Цимбал говорит «да», но тут его неожиданно успевают одамить и увести прочь. Нет!.. Тогда спилберг поворачивается ко мне. Ему осталось обсудить «финансовые дела» своего предполагаемого фильма. Руби-Тьюзди! Мне влом говорить с людьми — вот так, наедине. В четыре уха, и все такое. А он смотрит мне прямо в глаза. Не надо смотреть мне в глаза. Лучше бы он сразу вогнал в них булавки, Я выстреливаю сигнальной ракетой.
— Эй, Хофи!
Ее лицо оживает, словно на кукурузные хлопья налили молока. Оно тихо булькает, когда Хофи подходит. Прошу у нее закурить, хотя у меня у самого есть. Эвакуация. Она присаживается на подлокотник. Спасательный вертолет. Операция тщательно спланирована. Я госпитализирован.

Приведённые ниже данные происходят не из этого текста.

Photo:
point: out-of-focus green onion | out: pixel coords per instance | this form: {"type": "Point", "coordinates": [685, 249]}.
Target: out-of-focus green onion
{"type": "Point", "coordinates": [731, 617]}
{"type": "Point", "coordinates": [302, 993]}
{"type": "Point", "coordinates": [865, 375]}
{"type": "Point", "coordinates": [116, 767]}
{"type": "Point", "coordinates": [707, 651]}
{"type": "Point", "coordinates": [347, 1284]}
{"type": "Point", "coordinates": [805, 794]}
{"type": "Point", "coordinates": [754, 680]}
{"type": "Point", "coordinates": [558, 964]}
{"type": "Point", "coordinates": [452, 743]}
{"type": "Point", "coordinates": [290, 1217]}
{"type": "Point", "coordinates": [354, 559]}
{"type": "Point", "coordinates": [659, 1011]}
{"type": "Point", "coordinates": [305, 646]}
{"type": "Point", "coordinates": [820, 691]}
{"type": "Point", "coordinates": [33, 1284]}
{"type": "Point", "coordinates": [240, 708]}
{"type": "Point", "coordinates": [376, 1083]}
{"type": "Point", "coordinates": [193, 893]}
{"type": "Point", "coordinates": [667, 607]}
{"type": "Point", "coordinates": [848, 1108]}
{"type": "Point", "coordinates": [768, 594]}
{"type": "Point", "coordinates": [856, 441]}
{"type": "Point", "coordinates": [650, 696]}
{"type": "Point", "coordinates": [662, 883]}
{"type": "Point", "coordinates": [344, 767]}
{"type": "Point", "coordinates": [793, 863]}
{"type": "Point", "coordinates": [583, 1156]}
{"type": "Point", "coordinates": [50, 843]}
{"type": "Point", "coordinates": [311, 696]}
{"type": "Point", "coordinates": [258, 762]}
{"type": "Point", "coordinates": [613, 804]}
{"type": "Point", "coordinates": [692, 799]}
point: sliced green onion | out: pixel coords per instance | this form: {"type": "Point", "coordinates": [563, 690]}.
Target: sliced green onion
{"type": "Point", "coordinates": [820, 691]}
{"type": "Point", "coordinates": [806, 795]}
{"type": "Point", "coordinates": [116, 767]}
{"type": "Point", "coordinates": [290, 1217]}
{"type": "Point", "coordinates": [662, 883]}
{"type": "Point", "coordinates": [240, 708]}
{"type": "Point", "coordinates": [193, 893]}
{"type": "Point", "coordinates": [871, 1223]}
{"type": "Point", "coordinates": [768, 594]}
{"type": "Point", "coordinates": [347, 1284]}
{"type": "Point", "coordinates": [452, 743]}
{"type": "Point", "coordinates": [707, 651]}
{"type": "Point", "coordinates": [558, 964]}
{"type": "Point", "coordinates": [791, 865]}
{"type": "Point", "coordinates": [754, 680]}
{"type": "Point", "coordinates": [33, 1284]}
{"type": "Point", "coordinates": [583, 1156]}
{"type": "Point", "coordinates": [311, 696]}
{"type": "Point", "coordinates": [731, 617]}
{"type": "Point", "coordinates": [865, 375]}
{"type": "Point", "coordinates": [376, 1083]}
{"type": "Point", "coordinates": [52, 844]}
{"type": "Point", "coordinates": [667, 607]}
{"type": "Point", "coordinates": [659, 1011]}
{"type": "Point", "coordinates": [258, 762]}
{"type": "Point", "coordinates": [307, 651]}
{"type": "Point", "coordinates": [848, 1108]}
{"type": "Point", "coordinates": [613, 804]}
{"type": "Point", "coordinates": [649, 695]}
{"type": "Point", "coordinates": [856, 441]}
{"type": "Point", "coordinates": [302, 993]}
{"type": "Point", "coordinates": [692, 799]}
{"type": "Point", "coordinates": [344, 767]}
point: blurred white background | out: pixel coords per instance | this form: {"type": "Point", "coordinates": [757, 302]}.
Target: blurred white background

Мы идем по улице Лаунгахлид. На часах 600. До рассвета еще целых пятьсот лет. Может, церковь на Хаутейг.[30] К тому времени станет достопримечательностью для туристов? Американцы в шортах в парниковую жару читают в путеводителях и смотрят наверх: «That’s really amazing!»[31] — и японцы со своими фотоаппаратами. Мы с Холмфрид идем домой. Еще одна поездка на природу — на улицу Бармахлид. Домой, к диванным полям, вечно меняющему цвет блаженному царству. Когда вернусь домой в долину сна… Похоже, спать я буду у нее. Она берет меня под руку. Нет! Не катит. Навстречу может проехать автомобиль, свежепроснувшиеся глаза за рулем, и мысль: «А-а, Хлин Бьёрн с этой…» Никогда не бывает, чтоб к этому относились нейтрально: просто двое невинных идут по делам. Два плотника идут на работу. Не-ет. Вечно эта рука на тебе, над тобой, обвивает тебя. И взгляд — такой искренний. Словно пациент на операционном столе пытается поймать взгляд хирурга. Это всего лишь операция. На самом деле к презервативу должны еще выдавать дополнительное снаряжение: халат, резиновые перчатки, сеточку на волосы, маску. И все расходятся по домам с маленькими медицинскими сумочками, ночными наборами. Белую простыню с дыркой — на даму.